京都大学総長の山極さんは、長きにわたりアフリカで野生のゴリラの研究を続けてきました。ゴリラを通して見えてきた「人間の姿」とは何だったのでしょう――。

ゴリラの社会から人間社会へ

サルやゴリラの世界で長く生活して、人間の世界に戻ってくると、人間がなんだか不思議な生き物に見えてきました。二足で歩く姿も不安定だし、泰然自若としたゴリラに比べて、落ち着きがありません。人間同士の関わり方も不自然に感じます。

ルワンダの森で2年ほど調査をした際も、毎日ゴリラとばかり会って、ほとんど人間と付き合わなかったので、日本に帰ってきたときに大いに戸惑いました。成田空港から乗ったのが満員電車。人間同士が身体をくっつけ合っているのに誰も挨拶せず、みんな無視し合っている。ぼくの身体は「なんかやばいぞ、これは」と反応していました。

なにせ、ゴリラの世界では、挨拶もなしに身体をくっつけ合っているなど、信じられないことです。身体を寄せ合ってきたときには、もう仲間として気持ちが通じ合っている状態ですから、そばにいて安心感があります。ところが、人間社会では電車でも駅のホームでも、みんな近くにいるのにまったく安心感が得られない。居心地が悪くてたまりません。

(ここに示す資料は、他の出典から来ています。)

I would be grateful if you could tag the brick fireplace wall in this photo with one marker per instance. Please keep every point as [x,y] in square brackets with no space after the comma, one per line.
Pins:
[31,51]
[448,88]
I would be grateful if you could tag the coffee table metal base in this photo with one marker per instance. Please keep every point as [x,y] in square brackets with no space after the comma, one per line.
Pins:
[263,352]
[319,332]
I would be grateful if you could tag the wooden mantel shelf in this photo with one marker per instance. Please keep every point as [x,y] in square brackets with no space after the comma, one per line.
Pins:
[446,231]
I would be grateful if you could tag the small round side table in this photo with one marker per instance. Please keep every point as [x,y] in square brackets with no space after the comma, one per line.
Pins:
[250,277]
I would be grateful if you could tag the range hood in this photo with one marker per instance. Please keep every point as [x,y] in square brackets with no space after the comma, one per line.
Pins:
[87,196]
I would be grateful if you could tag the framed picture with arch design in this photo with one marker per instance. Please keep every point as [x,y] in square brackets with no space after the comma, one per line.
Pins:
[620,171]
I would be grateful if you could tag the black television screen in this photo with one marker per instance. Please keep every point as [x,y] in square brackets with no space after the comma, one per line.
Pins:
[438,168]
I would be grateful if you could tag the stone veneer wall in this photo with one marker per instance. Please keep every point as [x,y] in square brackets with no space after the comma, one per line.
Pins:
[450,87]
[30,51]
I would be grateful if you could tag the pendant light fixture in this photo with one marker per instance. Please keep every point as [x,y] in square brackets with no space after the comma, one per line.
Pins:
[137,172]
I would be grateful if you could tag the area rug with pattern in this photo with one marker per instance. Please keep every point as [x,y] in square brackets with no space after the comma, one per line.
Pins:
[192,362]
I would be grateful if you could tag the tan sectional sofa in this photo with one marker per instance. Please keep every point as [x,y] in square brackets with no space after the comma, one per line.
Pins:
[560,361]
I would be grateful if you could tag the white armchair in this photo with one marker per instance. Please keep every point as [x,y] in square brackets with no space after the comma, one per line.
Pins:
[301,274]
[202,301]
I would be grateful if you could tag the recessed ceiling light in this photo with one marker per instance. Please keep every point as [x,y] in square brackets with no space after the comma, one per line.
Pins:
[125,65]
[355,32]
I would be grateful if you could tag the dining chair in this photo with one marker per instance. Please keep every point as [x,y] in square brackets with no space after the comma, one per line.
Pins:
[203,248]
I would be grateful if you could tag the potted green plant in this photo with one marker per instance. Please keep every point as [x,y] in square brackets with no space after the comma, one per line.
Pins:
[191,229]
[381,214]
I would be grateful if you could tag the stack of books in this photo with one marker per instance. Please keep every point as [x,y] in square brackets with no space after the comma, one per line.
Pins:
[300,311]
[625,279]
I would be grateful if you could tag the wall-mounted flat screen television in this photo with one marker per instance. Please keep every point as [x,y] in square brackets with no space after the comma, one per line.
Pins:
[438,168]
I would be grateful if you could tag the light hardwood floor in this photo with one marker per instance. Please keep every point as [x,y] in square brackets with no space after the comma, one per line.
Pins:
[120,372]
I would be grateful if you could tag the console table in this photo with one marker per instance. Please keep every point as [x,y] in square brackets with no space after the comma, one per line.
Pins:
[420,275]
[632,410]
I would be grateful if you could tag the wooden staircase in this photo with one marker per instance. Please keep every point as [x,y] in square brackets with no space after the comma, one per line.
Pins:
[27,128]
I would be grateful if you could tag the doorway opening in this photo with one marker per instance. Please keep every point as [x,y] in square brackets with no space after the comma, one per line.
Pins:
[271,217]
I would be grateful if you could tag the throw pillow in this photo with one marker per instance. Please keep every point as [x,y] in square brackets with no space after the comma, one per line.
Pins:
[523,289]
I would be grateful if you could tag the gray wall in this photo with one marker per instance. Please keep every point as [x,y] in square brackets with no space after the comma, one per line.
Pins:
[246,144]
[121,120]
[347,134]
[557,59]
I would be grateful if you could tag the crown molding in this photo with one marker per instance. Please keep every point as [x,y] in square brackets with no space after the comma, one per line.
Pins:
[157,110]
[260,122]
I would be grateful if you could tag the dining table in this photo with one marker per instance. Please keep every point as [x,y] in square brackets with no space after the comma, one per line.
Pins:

ゴリラの世界から戻ると、それまで当たり前だと思っていた人間の暮らしが、当たり前のことではなく見えてきます、その一つが言葉です。ゴリラの世界に長らくいて自分が言葉をしゃべらなくなっていることに気づいたとき、言葉というのは、もともと意味のあるものではなく、ひょっとしたら「対面」を長引かせる手段だったのかもしれないと思いました。